Uno de los camareros se ofreció a acompañarla.
— Busco al general Beaumont. Está en la audiencia del Presidente con la comisario Michelon. Tengo que entregarle documentos de parte del coronel Savatier — mostró unos sobres —. Soy su nueva asistente. Teniente Marceau.
El camarero tomó una bandeja con el servicio de café de la Presidencia y la cargó en un carrito.
—Acompáñeme, teniente —la llevó por el montacargas —.Por aquí es más rápido. Venga cuando quiera.
Dejó que el hombre se alejara con el servicio. Estaba segura de que lo iban a detener. Esperó y vio que el camarero regresaba rápidamente.
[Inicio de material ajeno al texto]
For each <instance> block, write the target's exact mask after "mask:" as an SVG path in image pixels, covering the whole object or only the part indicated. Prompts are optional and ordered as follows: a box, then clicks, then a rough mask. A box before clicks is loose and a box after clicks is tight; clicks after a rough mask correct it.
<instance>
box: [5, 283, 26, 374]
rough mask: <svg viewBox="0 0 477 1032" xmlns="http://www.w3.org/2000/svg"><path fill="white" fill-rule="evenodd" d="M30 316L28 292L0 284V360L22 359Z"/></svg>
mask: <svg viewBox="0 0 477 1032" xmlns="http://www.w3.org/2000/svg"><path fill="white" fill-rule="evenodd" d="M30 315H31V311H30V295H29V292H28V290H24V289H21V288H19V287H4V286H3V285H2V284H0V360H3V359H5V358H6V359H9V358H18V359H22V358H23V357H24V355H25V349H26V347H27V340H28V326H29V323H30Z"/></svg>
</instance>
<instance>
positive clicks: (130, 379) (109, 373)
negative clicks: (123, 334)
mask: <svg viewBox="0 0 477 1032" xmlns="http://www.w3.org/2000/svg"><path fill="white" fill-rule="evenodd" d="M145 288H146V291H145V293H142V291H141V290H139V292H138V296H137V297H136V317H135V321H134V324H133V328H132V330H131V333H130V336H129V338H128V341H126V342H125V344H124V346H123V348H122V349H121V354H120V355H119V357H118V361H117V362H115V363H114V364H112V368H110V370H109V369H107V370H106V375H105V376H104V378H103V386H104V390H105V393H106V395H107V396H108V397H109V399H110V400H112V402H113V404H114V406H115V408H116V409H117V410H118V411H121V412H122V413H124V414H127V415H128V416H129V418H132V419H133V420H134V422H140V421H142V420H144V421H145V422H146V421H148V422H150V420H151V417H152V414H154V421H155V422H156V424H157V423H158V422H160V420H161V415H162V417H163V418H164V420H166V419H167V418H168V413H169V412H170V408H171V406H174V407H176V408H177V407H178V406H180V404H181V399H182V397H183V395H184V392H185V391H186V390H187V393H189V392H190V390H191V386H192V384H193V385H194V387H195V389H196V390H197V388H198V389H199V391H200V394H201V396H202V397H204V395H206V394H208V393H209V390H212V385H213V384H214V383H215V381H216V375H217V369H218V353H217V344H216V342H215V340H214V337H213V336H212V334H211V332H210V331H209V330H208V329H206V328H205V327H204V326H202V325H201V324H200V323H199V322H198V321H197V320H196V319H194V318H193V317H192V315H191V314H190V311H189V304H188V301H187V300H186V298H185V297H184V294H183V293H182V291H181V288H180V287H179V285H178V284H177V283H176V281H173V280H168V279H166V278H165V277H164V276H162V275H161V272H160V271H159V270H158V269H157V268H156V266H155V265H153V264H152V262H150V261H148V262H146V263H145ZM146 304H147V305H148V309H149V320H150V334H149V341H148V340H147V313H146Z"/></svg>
—No me dejaron pasar. Que se les enfríe el café — dijo el hombre, encogiéndose de hombros. Ella frunció la nariz en un gesto encantador, y el hombre le guiñó un ojo. Cuando el camarero se marchó, Odette avanzó con aire resuelto, agitándose el cabello. Ante la puerta del despacho había un guardia que la observaba acercarse.
—Traigo información para el general Beaumont.
—No puede pasar —el hombre volvió la cabeza para no mirarla.
—Soy la asistente personal del coronel Savatier. Teniente Marceau. El mensaje es importante.
Al oír el nombre del coronel, el hombre fijó los ojos en ella.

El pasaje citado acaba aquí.